Simple form a simple string containing the absolute widget path:

"/a/path/driving/to/the/widget"

Or an object:

{
  "wgt": "/a/path/to/the/widget",
  "force": false,
  "root": "/a/path/to/the/root"
}

"wgt" and "root" MUST be absolute paths.

output: An object containing field "added" to use as application ID.

{"added":"appli@x.y"}

Method org.AGL.afm.user.uninstall

Description: Uninstall an application from its id.

Note that this methods is a simple accessor to org.AGL.afm.system.uninstall method from afm-system-daemon.

After the uninstallation and before returning to the sender, afm-user-daemon sends the signal org.AGL.afm.user.changed.

Input: the id of the application and, optionally, the path to application root.

Either a string:

"appli@x.y"

Or an object:

{
  "id": "appli@x.y",
  "root": "/a/path/to/the/root"
}

output: the value 'true'.


Method org.AGL.afm.user.start

Description:

Input: the id of the application and, optionally, the start mode as below.

Either just a string:

"appli@x.y"

Or an object containing field "id" of type string and optionally a field mode:

{"id":"appli@x.y","mode":"local"}

The field "mode" is a string equal to either "local" or "remote".

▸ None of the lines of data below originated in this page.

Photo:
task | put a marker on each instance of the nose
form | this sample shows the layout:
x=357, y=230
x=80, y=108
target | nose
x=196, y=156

output: The runid of the application launched. runid is an integer.


Method org.AGL.afm.user.terminate

Description: Terminates the application attached to runid.

Input: The runid (an integer) of running instance to terminate.

output: the value 'true'.


Method org.AGL.afm.user.stop

Description: Stops the application attached to runid until terminate or continue.

Input: The runid (integer) of the running instance to stop.

output: the value 'true'.


Method org.AGL.afm.user.continue

Description: Continues the application attached to runid previously stopped.

Input: The runid (integer) of the running instance to continue.

output: the value 'true'.


Method org.AGL.afm.user.state

Description: Get informations about a running instance of runid.

Input: The runid (integer) of the running instance inspected.

output: An object describing instance state. It contains: the runid (integer), the id of the running application (string), the state of the application (string either: "starting", "running", "stopped").

Example of returned state:

{
  "runid": 2,
  "state": "running",
  "id": "appli@x.y"
}

Method org.AGL.afm.user.runners

Description: Get the list of currently running instances.

Input: anything.

output: An array of states, one per running instance, as returned by the methodd org.AGL.afm.user.state.